Anyone who's having problems with Mail using 100% of the cpu, open Activity Monitor (in the /Applications/Utilities/ folder) if it's not already running. Select Mail in the list and click the "Sample Process" button in the Activity Monitor window's toolbar. (If that button isn't available, choose View > Customize Toolbar, and add it to the toolbar).
Copy and paste the output of the sample to a post here so we can look at it.
Total number in stack (recursive counted multiple, when >=5):
17
pthreadstart
17 thread_start
9 mach_msg
9 mach
msgtrap
8 CFRunLoopRunSpecific
6 CFRunLoopRunInMode
5 PrivateMPEntryPoint
Sort by top of stack, same collapsed (when >= 5):
mach
msgtrap 7731
_semwaitsignal 3868
semaphore
timedwait_signaltrap 2772
kevent 1934
_workqops 967
select$DARWIN_EXTSN 967
Sample analysis of process 379 written to file /dev/stdout
Previous Sample was at normal behaviour
The sample at the time Mail is freaking is too big for this forum's database (like already said above).

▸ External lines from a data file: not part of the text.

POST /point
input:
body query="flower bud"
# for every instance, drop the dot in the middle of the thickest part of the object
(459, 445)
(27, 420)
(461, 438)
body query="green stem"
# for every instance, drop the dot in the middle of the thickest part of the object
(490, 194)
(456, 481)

Looking for a solution to post it.
Well, guess what, taking my MB to Geniuses did not reveal a thing. They confirmed that the Mail is unusually CPU-hungry, suggested taking mailboxes off, to see which of the two might be the source.

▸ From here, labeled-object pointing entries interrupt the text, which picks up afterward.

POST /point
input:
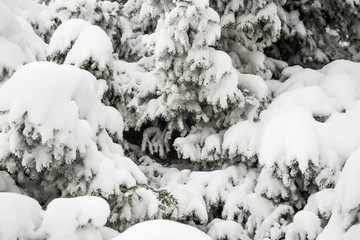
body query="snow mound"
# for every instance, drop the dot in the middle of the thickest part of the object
(66, 124)
(75, 218)
(162, 230)
(20, 216)
(47, 92)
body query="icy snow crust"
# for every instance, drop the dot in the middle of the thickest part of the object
(162, 230)
(80, 218)
(303, 139)
(61, 110)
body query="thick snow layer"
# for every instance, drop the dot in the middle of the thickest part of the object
(92, 43)
(314, 119)
(20, 216)
(306, 225)
(221, 229)
(48, 92)
(75, 218)
(162, 230)
(61, 104)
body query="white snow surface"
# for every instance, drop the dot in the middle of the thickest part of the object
(20, 216)
(48, 92)
(75, 218)
(162, 230)
(61, 103)
(92, 43)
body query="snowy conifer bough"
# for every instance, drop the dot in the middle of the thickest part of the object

Well, I tried archiving and rebuilding to no effect. Further, I made a backup with Time Machine on an external drive, and loaded it all as a profile on a different Mac, my 2.2 MBP with 4 gigs of Ram. Well, MBP had no problem reading this Mail file and all the 10K+ messages and it basically behaves totally cool, just like it should. The question is: what is wrong with MB?
Mine did not go "warm" after reading this sugggestion, but it is good to read about a new approach to the problem, great that there are still some people out there that can have a serious look at this, in addition to the "what if..." sollutions.
The next question is: how are we going to post the log? In parts perhaps?
I will try posting it in parts but its loong! Having thought about this and the fact that the same Mail and the whole universe is running totally fine on my MBP loaded from backup on TM as a profile, I am beginning to suspect that a processor is shot in my MB... I tried different Ram, did not fix it. IS there a test for processors for these puppies?
Regarding the number of people that suffer from this problem, I think a hardware related cause is very unlikely. The difference in percentage problems against chances of hardware failure is just too big...
But to be sure, perhaps an expert can shine his/her light over the question wheather the build in OS/Apple diagnostics include a full CPU checkup (please no suggestions any more, wasting people's time is bad karma! ;-))
Unlike what my friend is saying here, i think hardware failure is still a possibility; and please share any suggestions you may have. My next step is to load the backup from TC to the same MB to see if it would read the Mail normally, just like my MBP does.